Like those around you, you're probably using tools like Excel, your phone contact manager or business card scanning apps.

I tried every one of them. Excel and my phone's contact manager were not very suitable and hard-working enough. As for the applications, there are many to ocede business cards and no longer bother with these little pieces of paper. Unfortunately, they do not incorporate any relationship-tracking management of these new contacts. Whether your business cards are in a desk drawer or in an app, the result remains the same.

How can you easily keep contact information while remembering the details of a conversation and having access to it at all times?

Not finding an existing solution to this problem. I and a friend created a simple mobile contact list app that could be associated with notes.

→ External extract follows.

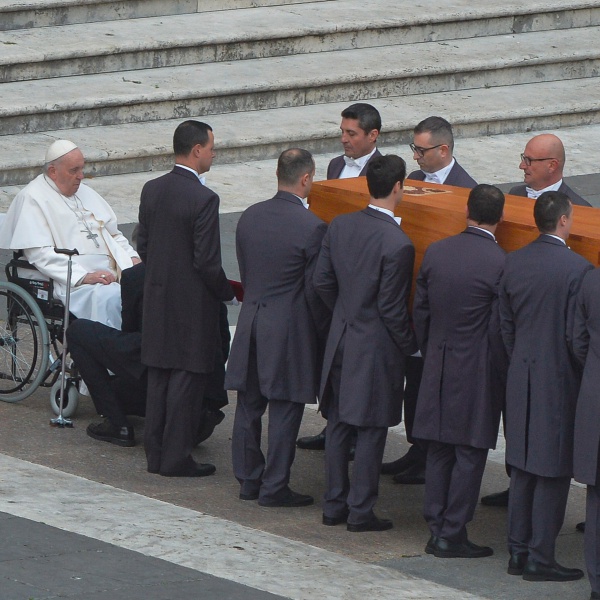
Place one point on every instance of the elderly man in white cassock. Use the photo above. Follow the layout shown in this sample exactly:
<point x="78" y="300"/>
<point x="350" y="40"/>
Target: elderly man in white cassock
<point x="57" y="210"/>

Very quickly, the note-contact association system proved effective.

I present the 3rd version of the application that will surely meet your need as it answered mine. It is now accompanied by a web version.

The tool is called Remembr. We wanted it to be free and ad-free to help as many people as possible. We have added new features like a business card scanner. The goal is obviously to be able to quickly create a contact during a trade show or event but also to be able to manage and develop each of these relationships afterwards.

Scan business card

How exactly does Remembr work?

When you make a new contact with your contact information by taking a photo of the business card, you can write notes directly in the contact sheet to remember the place of your meeting, the outlines of your conversation and most importantly details that caught your attention, potential synergies.

From experience, when I finish a conversation with someone at a trade show or event, I open Remembr. I take a minute to scan the business card and write down the outlines that I want to remember by adding a reminder so as not to forget the date of the appointment set. It allows me to free my mind and put myself in the best possible arrangements to start a new conversation.

To conclude this article, I would say that I always have a stock of business cards in one corner of my office. But I also have all my contacts in Remembr. They are therefore useful to me beyond the simple encounter. They allow me to create relationships and exploit the synergies I see at the trade shows and events In which I participate.